Un cammino difficile, guidato da una visione strategica dal punto di vista finanziario oltre che da quello produttivo straordinariamente lucida. Veba chiedeva 5 miliardi di dollari per il suo pacchetto del 41,5%, gli analisti stimavano un compromesso attorno a 4,2 miliardi di dollari, il prezzo finale, dopo litigi in tribunale e prospettive di quotare Chrysler in borsa da sola per determinare un prezzo congruo è stato di 3,7 miliardi di dollari. I termini dell'accordo di ieri dovrebbero dunque rassicurare gli analisti finanziari che temevano un drenaggio eccessivo di risorse da Fiat e Chrysler per chiudere l'operazione. «Stupendo e a sorpresa» è stato il commento spontaneo di uno dei pochi analisti che abbiamo trovato il primo gennaio a New York.
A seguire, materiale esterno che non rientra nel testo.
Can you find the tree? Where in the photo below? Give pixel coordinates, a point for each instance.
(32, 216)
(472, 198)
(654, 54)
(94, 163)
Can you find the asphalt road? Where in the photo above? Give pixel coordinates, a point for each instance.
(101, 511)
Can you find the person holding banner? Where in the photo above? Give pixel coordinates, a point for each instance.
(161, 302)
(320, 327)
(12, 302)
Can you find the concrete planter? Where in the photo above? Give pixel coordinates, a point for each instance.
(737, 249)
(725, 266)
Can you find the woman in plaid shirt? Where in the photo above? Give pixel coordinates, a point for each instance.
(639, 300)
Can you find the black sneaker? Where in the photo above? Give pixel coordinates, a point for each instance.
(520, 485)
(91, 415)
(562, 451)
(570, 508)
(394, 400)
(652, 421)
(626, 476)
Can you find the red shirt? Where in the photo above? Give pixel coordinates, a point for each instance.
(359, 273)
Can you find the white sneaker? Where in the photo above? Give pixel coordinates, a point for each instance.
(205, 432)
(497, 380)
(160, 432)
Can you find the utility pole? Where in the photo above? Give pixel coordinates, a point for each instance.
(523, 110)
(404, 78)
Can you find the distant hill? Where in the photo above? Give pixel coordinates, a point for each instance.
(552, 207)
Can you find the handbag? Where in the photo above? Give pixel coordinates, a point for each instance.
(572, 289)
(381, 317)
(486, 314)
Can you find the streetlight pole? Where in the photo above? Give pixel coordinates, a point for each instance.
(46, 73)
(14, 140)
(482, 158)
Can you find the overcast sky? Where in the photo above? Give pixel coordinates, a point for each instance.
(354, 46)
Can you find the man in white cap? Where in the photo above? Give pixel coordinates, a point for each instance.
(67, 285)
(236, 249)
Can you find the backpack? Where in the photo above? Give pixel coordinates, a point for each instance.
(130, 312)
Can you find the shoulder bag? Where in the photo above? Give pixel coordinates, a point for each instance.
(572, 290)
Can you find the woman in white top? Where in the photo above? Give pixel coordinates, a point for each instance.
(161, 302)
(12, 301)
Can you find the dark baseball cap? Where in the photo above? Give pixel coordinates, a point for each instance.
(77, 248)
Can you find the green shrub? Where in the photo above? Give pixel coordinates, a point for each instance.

Di certo questa operazione consacra l'abilita' negoziale di Sergio Marchionne, amministratore delegato di Fiat e presidente e ad di Chrysler. Non dimentichiamo che nel febbraio del 2005 Marchionne era riuscito a strappare 2 miliardi di dollari alla General Motors per rinunciare a una call option. Un altro confronto finanziario: nel 1998 Daimler pagò per Chrysler 36 miliardi di dollari. Nel 2007 il fondo Cerberus pagò per l'80% di Chrysler 7,4 miliardi di dollari. Nel negoziato con Veba l'ad di Chrysler Fiat ha di nuovo tenuto duro e ha vinto. Fonti a Wall Street ci fanno capire che uno degli assi nella manica di Marchionne era anche la debolezza finanziaria di Veba, i conti da pagare sono enormi, il fondo medico era in difficoltà e non poteva permettersi di aspettare troppo a lungo. Quanto a lungo lo abbiamo saputo ieri.

Ora che si chiude un capitolo, se ne apre un altro, ci sarà a un certo punto di quest'anno una fusione formale fra Chrysler e Fiat e quasi certamente un nuovo collocamento in borsa di un titolo unificato entro il 2014. Ci sarà una riorganizzazione e ci saranno naturalmente discussioni soprattutto in Italia sui nuovi quartieri generali.
Discussione inutile perché le sedi oggi sono sono formali. Il quartiere generale di Fiat Chrsyler è già oggi e continuerà ad essere su un aereo dove si muovono i membri del Gac, Group Executive Council, formato da una ventina di persone e guidato da Marchionne.
Certo parlare l'inglese sarà d'aiuto, ma questo è già obbligatorio da qualche decennio per ogni manager internazionale.